Uma avaliação exaustiva do estado das populações de chitas no sul de África apoia a reclassificação do estatuto da espécie, dizem os cientistas.



Uma avaliação exaustiva do estado das populações de chitas no sul de África revelou que o declínio e a baixa densidade das suas populações justificam a reclassificação do estatuto da espécie de “Vulnerável” para “Em Perigo” na Lista Vermelha da UICN (União Internacional para a Conservação da Natureza).

“Este trabalho colaborativo plurianual faz soar o alarme para o estado das populações de chitas no sul de África, trazendo à luz a necessidade imperativa de se protegerem estes predadores majestosos”, disse Gary E. Knell, presidente e CEO da Sociedade National Geographic, cuja Iniciativa Big Cats apoiou o estudo.

Uma equipa internacional de 17 investigadores analisou mais de dois milhões de observações de chitas portadoras de coleiras localizadoras de um estudo do Instituto Leibniz, juntamente com outras 20 mil observações destes animais por parte da comunidade científica e do público em geral.

A análise revelou que, entre 2010 e 2016, as chitas estavam presentes ao longo de aproximadamente 789 700 km2 na Namíbia, Botswana, África do Sul e Zimbabué.



As estimativas do estudo apontam para a existência de apenas 3577 chitas adultas nesta vasta área – que é maior do que a França – e que a maioria (55%) dos indivíduos esteja presente em apenas dois habitats. Esta estimativa é 11% inferior à atual da UICN, o que, na opinião dos cientistas, justifica a reclassificação do estatuto da espécie.

A utilização das observações do público é um aspeto inovador do estudo. “Para uma espécie altamente fotogénica como a chita, a utilização de fotografias e vídeos crowd-sourced captados por turistas é uma abordagem inovadora e eficiente em termos de custos, especialmente em áreas protegidas muito visitadas”, explicou o investigador Florian Weise.

“Esta é a área com a maior população de chitas em liberdade que ainda existe na Terra. Saber-se o número de chitas que existem e onde elas ocorrem é vital para o desenvolvimento de planos adequados de gestão da conservação da espécie”, comentou Varsha Vijay, que, juntamente com Florian Weise, liderou a equipa de investigação.

Para além de estimar o número de chitas, o estudo também identificou lugares nos quais estes animais não têm sido avistados recentemente, mas onde poderiam viver. Utilizando informação sobre o habitat dos felinos e sobre a densidade humana e do gado, os autores identificaram uma área onde as chitas poderiam viver que é quase tão grande como a sua área de distribuição confirmada.

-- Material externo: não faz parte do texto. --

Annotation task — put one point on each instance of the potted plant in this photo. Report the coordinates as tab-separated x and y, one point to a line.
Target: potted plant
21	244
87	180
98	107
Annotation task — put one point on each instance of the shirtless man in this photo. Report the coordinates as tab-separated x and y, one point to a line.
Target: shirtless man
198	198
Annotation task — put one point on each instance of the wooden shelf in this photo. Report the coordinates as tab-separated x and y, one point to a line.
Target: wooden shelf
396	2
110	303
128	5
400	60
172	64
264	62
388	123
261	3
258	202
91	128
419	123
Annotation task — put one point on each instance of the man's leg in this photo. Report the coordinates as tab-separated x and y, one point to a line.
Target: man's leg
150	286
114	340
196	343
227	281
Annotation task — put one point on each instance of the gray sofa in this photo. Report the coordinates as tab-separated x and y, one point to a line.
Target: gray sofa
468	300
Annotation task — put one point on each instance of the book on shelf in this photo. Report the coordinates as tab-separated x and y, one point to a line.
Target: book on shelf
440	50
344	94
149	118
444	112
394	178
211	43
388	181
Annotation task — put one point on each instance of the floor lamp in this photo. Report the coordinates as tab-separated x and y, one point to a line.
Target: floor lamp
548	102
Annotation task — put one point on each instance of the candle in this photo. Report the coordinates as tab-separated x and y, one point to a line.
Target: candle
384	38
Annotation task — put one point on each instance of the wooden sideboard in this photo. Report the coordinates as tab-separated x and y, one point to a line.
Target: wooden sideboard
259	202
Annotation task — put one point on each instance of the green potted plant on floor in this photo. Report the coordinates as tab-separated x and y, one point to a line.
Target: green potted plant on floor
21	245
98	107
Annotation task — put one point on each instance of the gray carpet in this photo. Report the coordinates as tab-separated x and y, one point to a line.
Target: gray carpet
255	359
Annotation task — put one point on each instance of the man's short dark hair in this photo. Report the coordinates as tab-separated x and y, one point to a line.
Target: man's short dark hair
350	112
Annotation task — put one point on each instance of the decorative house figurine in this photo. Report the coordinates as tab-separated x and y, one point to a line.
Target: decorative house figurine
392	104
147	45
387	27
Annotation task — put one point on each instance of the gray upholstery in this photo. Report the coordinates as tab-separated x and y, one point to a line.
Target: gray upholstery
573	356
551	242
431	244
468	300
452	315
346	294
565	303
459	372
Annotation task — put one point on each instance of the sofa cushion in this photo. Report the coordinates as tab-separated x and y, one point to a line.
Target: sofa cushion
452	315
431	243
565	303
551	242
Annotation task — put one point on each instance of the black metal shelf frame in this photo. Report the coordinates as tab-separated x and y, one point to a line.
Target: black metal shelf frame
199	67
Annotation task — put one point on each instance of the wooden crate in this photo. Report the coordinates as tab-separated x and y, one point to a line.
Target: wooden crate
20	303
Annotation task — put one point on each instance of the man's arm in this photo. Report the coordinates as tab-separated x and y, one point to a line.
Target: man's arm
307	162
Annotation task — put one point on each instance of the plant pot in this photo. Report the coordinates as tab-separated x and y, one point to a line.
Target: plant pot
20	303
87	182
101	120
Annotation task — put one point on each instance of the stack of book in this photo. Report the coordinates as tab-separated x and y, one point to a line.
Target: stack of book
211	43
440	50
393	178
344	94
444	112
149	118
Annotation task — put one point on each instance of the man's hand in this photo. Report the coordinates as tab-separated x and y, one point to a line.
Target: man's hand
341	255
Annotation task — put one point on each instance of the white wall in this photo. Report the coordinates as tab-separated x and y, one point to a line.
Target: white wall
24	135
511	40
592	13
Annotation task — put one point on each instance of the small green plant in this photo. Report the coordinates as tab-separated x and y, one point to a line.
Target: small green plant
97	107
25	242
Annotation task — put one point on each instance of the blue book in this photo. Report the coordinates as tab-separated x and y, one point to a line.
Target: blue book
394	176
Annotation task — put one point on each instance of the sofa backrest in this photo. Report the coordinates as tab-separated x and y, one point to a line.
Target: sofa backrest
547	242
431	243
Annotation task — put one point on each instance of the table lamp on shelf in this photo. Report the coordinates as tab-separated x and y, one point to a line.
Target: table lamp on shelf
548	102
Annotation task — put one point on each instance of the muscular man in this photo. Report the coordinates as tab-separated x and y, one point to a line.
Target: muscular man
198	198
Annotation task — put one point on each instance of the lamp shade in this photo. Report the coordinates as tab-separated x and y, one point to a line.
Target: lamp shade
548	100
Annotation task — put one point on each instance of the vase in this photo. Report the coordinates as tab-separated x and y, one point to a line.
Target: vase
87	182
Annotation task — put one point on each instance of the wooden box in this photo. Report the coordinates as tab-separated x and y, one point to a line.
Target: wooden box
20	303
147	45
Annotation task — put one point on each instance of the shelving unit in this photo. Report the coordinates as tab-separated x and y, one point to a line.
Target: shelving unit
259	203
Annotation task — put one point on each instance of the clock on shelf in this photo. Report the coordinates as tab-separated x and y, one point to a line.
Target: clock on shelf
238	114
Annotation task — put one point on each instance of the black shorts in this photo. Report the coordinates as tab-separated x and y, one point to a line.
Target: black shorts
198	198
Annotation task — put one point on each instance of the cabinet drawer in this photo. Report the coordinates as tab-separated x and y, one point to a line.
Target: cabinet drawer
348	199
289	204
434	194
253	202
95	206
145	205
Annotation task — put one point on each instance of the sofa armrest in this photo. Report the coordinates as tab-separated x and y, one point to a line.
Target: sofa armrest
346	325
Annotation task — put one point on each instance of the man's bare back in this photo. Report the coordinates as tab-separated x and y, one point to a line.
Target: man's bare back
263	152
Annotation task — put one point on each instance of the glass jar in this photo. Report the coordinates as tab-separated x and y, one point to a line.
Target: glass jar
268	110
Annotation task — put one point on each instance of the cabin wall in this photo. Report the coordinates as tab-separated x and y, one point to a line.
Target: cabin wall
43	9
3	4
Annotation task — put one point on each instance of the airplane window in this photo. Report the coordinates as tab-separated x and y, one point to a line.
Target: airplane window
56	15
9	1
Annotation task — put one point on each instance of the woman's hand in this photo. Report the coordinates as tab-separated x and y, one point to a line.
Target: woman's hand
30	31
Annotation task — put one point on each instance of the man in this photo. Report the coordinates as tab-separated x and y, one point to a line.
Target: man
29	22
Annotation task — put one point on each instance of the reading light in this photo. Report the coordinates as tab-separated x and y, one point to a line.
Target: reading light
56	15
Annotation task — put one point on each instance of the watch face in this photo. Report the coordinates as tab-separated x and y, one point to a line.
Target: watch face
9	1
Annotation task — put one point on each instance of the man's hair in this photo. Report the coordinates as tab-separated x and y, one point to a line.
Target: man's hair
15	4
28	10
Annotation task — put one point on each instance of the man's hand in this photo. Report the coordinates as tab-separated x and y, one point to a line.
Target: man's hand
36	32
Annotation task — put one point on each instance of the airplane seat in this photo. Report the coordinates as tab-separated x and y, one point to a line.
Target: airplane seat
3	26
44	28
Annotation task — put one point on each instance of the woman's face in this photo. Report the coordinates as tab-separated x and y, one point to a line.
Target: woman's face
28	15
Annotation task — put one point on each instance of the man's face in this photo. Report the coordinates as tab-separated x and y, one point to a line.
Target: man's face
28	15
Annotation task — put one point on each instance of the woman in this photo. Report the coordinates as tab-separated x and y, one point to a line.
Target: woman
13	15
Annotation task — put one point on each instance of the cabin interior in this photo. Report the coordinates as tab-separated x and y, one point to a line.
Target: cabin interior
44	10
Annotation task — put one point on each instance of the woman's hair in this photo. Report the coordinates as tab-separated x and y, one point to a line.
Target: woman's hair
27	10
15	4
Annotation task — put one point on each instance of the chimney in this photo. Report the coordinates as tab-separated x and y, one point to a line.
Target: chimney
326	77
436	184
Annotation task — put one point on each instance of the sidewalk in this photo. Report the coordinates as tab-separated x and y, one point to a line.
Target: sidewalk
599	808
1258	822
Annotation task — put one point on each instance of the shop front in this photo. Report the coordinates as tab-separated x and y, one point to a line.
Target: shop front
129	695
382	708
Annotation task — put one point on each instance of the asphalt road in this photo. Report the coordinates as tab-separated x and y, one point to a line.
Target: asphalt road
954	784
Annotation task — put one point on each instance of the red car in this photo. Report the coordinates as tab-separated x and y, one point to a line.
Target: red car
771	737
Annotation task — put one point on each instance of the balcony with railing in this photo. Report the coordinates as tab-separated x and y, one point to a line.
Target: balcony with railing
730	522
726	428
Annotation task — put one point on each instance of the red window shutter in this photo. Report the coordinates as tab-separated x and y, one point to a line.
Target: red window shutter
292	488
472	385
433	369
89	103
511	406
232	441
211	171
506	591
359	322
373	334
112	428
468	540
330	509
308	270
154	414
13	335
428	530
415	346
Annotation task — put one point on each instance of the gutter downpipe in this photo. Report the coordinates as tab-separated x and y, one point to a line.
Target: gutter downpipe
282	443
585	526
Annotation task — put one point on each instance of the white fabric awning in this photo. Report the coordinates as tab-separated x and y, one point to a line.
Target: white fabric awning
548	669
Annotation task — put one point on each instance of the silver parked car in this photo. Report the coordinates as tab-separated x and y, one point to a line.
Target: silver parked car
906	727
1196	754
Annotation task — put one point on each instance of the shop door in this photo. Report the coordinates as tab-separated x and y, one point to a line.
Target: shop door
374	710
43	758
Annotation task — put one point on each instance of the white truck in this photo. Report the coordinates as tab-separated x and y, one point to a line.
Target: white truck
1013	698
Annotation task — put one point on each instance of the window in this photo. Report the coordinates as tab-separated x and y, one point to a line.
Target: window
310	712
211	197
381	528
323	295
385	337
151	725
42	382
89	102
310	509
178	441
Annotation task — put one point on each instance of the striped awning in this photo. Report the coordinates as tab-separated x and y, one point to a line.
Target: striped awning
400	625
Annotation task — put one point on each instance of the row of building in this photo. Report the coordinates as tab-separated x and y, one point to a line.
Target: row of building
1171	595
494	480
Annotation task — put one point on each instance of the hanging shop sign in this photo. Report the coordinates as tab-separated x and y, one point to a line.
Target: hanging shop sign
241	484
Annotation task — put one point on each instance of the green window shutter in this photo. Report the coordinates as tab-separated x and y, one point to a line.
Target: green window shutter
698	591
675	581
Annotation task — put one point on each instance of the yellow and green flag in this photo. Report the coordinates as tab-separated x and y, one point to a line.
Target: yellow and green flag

Os investigadores também descobriram que apenas 18,4% da área de distribuição das chitas se encontra dentro de áreas protegidas reconhecidas a nível internacional. A Namíbia é um bom exemplo disto, já que grande parte do território dos felinos coincide com zonas de produção de gado e de caça.

As entrevistas a alguns dos agricultores que partilham as suas terras com as chitas mostraram que quase metade deles (49,7%) considera as chitas uma fonte de conflito e que uma minoria (26,5%) persegue ativamente (p.ex., mata ou captura) a espécie.

O futuro da chita depende grandemente da colaboração com os agricultores que hospedam estes grandes felinos nas suas terras, sobre os quais recai o custo mais elevado da coexistência”, defendeu Florian Weise.

Para os autores do estudo, a reclassificação do estatuto da espécie ajudaria a sensibilizar para a situação precária da chita e abriria mais caminhos para o financiamento dos esforços de conservação e monitorização da sua população.

“Ao trabalharem em conjunto e pedirem a assistência do público, os conservacionistas podem traçar o caminho a seguir para ajudar a assegurar o futuro da chita”, disse Stuart L. Pimm, autor sénior do estudo.